Two photos shared by different people show a man in Seattle riding the RapidRide D Line wearing a Nazi armband. A later photo shows the man knocked out on a sidewalk from a punch.
According to BuzzFeed, the man was tracked via the photos on social media by Antifa, which led to him being punched.
Video of the Nazi armband-wearer being punched was shared shortly after the above photos. The second photo was shared first on Facebook by Sean Patrick Duff, but has since been posted by others. It is unclear who took the original video, which has since been deleted from YouTube. However, copies have made their way online and it can be viewed below.
Duff told BuzzFeed, “I literally just got off a bus and was walking to a movie and saw some guy being obnoxious up the way. Which I’m used to in downtown Seattle, but then I saw the Nazi armband and realize we are dealing with a guy a little more than just obnoxious. I had eaten over 800mg of THC and was way too high for confrontation so I just held back with two other passersby to watch what would unfold.”
In the video, the man wearing the swastika is talking about welfare to another man obefore he is cold-cocked. A voice off-camera says, “Night night.”
According to reports, the incident occurred near the famous Pike Place Market.
The incident is not under investigation because no one reported a crime, police told the Seattle Times.

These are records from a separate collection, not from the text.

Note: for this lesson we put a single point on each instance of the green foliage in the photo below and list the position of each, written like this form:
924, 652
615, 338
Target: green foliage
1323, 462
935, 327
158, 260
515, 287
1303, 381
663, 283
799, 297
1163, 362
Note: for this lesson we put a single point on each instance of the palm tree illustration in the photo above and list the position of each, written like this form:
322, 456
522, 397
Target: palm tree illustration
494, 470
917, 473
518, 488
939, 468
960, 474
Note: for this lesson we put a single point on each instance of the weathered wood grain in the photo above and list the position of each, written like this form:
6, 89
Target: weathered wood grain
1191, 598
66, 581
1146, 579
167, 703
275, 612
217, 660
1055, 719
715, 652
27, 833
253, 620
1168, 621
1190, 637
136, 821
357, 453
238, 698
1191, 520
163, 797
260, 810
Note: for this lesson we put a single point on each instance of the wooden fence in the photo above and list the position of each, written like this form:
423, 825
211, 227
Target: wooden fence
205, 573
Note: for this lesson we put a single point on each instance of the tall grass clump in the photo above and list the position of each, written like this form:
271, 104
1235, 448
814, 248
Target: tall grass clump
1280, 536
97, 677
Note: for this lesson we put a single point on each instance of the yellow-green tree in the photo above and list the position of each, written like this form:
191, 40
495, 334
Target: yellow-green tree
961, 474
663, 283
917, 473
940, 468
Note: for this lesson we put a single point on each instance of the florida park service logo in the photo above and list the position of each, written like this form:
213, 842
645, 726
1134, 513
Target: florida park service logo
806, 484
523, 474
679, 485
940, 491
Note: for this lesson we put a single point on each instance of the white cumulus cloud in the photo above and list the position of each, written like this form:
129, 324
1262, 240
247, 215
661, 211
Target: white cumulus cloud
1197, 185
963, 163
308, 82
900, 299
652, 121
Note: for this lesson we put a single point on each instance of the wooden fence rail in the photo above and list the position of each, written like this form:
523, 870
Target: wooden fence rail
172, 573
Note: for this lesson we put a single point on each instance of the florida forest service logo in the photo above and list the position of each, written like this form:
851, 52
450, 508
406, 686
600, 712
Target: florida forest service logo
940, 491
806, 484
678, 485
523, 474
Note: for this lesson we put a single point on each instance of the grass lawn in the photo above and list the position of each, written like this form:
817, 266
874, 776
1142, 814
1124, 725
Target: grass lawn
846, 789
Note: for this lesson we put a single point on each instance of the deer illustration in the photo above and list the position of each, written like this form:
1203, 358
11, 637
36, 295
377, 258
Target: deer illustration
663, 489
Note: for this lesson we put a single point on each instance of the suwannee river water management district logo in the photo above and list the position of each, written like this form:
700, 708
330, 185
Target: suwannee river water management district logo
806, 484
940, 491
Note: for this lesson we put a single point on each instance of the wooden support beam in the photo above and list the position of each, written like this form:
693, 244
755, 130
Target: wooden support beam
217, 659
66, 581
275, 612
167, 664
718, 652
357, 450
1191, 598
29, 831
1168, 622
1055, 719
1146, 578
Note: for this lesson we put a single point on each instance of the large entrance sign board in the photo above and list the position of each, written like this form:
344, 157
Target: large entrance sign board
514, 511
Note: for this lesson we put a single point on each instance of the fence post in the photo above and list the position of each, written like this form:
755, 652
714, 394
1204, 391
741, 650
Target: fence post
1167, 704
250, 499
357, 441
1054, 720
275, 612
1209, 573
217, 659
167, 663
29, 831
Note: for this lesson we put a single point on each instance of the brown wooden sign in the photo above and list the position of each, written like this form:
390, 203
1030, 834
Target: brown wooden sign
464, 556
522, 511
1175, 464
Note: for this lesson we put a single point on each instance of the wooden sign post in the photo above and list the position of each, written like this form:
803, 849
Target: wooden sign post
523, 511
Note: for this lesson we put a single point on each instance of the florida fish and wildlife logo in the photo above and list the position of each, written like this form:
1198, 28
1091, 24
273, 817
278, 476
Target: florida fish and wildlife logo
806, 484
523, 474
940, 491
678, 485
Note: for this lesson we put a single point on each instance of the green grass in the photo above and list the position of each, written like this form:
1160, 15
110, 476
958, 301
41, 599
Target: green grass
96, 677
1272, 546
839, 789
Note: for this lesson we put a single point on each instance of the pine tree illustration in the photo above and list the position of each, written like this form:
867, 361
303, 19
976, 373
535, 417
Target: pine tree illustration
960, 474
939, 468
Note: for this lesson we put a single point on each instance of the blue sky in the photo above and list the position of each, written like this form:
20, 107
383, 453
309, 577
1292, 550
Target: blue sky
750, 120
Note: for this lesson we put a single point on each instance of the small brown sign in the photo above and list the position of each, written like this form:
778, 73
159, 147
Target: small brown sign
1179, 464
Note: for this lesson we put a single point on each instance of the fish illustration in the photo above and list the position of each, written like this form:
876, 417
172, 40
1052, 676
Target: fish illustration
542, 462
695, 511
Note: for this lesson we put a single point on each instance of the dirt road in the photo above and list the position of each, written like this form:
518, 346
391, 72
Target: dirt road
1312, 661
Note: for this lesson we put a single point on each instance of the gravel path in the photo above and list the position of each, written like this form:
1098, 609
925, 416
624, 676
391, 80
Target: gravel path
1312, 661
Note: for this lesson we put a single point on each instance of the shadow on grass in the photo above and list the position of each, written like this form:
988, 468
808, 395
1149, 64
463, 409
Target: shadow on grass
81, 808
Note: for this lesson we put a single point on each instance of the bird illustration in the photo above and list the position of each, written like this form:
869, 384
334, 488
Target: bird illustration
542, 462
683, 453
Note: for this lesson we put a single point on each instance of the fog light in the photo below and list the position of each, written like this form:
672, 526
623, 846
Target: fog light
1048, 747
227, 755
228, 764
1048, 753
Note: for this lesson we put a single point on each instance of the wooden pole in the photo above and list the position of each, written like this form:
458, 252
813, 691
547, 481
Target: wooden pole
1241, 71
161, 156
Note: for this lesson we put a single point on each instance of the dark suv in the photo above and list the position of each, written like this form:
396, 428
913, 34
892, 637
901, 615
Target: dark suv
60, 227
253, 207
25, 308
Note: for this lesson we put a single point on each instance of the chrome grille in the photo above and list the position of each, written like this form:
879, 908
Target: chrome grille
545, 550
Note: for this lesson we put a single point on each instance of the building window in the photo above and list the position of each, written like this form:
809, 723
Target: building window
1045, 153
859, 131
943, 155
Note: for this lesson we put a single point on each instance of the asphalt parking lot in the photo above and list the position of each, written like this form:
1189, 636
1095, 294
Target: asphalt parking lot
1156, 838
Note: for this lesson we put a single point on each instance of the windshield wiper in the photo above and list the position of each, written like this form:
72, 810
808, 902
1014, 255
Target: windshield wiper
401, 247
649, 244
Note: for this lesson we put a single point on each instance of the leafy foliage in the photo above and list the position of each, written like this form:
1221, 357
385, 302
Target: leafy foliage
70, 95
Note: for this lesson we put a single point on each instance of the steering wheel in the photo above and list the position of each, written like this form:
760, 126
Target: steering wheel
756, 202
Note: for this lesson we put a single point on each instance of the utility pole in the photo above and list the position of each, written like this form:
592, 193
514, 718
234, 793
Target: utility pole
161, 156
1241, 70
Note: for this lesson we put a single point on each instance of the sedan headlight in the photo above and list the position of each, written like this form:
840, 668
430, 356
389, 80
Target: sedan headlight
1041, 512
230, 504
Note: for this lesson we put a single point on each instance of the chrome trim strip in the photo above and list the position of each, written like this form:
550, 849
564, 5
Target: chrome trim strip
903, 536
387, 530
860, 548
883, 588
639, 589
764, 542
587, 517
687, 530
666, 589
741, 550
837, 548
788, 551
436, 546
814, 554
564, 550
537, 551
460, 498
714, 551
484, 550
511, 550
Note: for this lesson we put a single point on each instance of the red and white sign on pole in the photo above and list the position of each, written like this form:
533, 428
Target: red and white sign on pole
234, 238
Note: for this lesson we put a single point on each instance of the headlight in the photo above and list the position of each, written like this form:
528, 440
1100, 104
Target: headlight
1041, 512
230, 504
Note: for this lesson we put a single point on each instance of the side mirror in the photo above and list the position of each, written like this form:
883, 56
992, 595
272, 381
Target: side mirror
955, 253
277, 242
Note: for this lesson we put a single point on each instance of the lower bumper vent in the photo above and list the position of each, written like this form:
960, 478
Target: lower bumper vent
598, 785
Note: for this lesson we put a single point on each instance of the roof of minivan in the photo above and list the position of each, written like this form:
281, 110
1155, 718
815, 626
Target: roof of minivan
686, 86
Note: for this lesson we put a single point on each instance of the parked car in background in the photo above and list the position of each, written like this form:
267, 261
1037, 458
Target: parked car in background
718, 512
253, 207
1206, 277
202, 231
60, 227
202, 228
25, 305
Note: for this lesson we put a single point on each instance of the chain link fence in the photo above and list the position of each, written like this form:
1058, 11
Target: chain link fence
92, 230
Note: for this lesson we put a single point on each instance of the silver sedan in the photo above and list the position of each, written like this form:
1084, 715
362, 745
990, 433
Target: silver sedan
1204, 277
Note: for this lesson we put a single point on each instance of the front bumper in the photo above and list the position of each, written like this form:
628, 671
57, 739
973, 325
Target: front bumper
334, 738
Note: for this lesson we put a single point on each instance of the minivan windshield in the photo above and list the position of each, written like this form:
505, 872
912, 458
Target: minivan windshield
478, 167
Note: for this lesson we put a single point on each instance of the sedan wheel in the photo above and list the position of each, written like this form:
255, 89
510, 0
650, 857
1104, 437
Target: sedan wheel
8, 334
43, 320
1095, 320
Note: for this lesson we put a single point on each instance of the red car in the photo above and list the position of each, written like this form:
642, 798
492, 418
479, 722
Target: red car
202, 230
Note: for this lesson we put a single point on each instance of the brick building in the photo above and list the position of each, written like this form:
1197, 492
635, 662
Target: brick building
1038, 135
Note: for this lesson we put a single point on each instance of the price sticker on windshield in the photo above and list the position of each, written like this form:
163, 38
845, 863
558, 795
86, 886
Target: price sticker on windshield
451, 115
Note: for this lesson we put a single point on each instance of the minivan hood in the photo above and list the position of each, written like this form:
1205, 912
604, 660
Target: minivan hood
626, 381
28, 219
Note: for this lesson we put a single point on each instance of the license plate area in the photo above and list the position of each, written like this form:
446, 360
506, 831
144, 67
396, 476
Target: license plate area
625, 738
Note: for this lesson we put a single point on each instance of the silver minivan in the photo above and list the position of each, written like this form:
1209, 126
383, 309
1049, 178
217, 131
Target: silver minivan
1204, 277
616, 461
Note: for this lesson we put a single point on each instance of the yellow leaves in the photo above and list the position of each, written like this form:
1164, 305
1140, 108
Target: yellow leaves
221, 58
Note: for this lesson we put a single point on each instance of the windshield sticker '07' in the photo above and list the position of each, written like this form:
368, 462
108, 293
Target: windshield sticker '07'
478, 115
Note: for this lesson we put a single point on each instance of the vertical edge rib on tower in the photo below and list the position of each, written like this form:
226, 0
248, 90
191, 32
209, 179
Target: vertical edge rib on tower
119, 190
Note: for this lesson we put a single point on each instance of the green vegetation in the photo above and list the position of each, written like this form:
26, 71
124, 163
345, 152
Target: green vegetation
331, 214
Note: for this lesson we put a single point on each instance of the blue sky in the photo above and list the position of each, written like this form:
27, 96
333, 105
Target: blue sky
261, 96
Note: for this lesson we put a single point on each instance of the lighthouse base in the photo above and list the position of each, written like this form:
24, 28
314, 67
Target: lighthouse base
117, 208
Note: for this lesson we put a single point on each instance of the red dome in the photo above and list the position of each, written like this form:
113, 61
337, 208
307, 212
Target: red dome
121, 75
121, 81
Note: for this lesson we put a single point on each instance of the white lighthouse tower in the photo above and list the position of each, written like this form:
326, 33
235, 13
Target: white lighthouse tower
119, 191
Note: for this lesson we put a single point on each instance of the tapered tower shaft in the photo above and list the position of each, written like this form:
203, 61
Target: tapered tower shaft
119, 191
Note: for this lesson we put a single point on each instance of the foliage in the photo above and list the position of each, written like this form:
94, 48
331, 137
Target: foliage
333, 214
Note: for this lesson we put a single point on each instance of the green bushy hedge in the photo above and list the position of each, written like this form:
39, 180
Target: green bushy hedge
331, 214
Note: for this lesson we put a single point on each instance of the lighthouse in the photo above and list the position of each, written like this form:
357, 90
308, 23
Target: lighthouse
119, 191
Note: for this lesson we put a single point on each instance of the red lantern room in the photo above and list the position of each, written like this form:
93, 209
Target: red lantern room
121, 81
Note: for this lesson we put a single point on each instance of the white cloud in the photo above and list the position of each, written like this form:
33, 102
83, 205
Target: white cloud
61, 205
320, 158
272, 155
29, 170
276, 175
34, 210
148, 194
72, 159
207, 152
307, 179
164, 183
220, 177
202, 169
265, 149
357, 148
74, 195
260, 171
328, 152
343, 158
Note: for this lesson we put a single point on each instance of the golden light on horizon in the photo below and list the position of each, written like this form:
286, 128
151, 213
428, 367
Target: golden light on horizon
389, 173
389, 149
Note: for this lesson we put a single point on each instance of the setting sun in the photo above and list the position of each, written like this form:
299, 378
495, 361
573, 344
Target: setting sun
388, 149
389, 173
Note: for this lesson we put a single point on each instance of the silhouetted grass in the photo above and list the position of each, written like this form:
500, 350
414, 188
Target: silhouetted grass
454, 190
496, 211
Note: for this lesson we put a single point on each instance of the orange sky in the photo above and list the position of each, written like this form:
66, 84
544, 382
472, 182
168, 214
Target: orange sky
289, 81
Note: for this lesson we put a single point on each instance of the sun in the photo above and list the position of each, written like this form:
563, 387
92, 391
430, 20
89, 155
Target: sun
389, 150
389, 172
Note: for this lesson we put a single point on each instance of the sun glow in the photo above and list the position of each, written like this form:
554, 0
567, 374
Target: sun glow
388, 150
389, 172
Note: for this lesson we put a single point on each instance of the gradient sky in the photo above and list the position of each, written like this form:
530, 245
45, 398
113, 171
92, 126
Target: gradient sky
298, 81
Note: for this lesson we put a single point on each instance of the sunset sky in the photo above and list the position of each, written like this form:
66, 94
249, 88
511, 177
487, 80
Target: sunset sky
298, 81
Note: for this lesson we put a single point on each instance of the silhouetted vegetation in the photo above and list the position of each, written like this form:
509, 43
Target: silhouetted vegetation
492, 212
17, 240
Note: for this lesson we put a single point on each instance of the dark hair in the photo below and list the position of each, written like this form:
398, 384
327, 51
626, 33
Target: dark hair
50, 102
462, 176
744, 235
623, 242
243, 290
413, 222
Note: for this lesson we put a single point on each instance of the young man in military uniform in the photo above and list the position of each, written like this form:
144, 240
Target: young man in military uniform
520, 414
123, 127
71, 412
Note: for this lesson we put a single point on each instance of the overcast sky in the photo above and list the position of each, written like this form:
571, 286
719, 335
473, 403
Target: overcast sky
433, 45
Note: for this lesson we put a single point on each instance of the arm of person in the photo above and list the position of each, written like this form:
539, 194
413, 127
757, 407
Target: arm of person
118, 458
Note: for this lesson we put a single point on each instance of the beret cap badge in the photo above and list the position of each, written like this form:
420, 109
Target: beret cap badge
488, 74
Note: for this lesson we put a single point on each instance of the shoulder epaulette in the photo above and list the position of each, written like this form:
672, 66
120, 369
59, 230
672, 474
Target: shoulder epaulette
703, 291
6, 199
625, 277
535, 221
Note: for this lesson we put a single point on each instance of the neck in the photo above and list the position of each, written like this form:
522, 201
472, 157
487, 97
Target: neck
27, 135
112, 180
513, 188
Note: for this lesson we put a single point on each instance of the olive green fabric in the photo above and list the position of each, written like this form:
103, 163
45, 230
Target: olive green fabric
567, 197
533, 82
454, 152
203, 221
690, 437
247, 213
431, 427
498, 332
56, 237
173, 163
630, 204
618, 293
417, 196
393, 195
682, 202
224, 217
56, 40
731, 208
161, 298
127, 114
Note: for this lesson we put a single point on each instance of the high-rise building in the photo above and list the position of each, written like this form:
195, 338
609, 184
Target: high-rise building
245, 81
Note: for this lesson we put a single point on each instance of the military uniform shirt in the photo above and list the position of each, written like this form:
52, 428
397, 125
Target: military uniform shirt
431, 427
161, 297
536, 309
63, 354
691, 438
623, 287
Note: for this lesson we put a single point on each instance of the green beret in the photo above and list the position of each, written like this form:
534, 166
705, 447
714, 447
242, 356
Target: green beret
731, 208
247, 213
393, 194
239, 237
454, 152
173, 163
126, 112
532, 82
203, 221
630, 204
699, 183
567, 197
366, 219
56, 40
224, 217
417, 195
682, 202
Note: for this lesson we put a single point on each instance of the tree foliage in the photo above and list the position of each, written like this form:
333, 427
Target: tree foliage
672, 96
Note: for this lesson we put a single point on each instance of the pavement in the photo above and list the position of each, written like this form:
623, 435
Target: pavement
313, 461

In a series of tweets, Seattle Police said officers were called to reports of a man wearing a swastika armband instigating fights in the area of 3rd Avenue and Pine Street about 4 p.m. Sunday. Police said the officers were on scene about five minutes later and found the man “on the ground.” According to police, the man “declined to provide info about incident” to the officers “left after removing his armband.”
Police added, “No one else at the scene contacted officers to make a report about the incident.”
Seattle has seen its fair share of “alt-right” rallies, with the last one occurring last month after the Charlottesville terror attack. During that attack, a white supremacist ran a car through a crowd of Nazi counter-protesters, injuring 19 and killing one woman, Heather Heyer.
According to NBC, the Seattle rally was organized by Joey Gibson of the pro-Donald Trump group Patriot Prayer. During the rally, police and protesters clashed, but no serious injuries were reported.
The Pacific Northwest itself has been a bastion of white supremacist thought. In the 1980s, the Northwest Territorial Imperative was popularized by Richard Girnt Butler, the late leader of the Aryan Nations. The Northwest Imperative encourages its white followers to relocate to Washington, Oregon, Idaho, Wyoming, and Western Montana to establish an Aryan homeland.